Concurrence libre et non faussée : pour les travailleurs aussi ?

Un site Internet, Ladiv.fr, propose aux chô­meurs de se mettre aux enchères pour décrocher un emploi. Comment ? En proposant le salaire le plus bas possible pour attirer l’attention des employeurs.

Mode d’emploi : pour postuler, le chômeur doit enregistrer une vidéo. Il se présente (diplômes, qualifications, expérience...) En fonction, propose un salaire correspondant à son dernier poste (tout en restant dans la fourchette indiquée par l’entreprise). Surprise : un autre chômeur « postule » sur le même poste mais pour un salaire inférieur. Que faire ? Baisser sa proposition ou surenchérir à la baisse ?

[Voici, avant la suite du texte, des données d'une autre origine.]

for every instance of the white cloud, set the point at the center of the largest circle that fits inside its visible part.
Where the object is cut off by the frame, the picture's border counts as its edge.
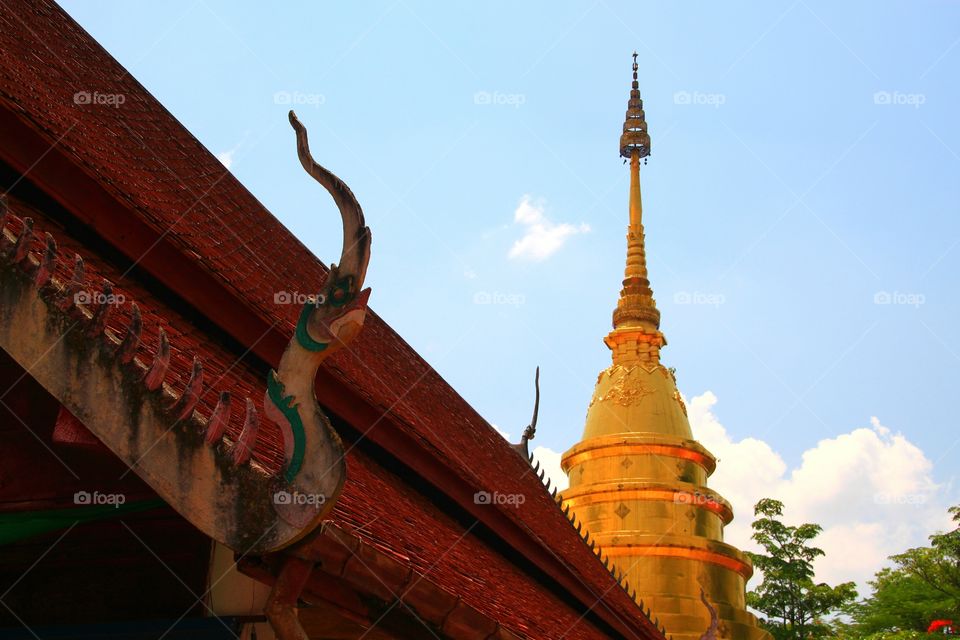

Argument du fondateur du site : « Il faut se voir comme un produit marketing » ! Une directrice des ressources humaines recrutant sur le site ose déclarer : « C’est comme lorsque vous mettez un bien en vente. Il faut que vous le vendiez au juste prix » ! « J’ai mentionné que nous étions tous des produits, que nous avions un prix et qu’il était donc possible d’articuler recherche d’emploi et enchères », renchérit le cofondateur du site.

Le site, ouvert en novembre 2016, est plébiscité (entre autres) par Airbus, qui, au même moment, annonçait la suppression de
1 164 postes en Europe, dont 640 en France. Réaction d’un travailleur : « C’est de l’esclavage, on va bientôt travailler gratuitement. » Ce site couvre seize pays, en Europe, Inde et États-Unis.

Voilà bel et bien un avant-goût de la destruction du Code du travail, voilà l’avenir que l’on propose aux travailleurs : se vendre au moindre prix comme un vulgaire objet ! Et pour mieux faire passer cette pilule amère, on promet à tous l’aumône du revenu universel, pour solde de tous comptes.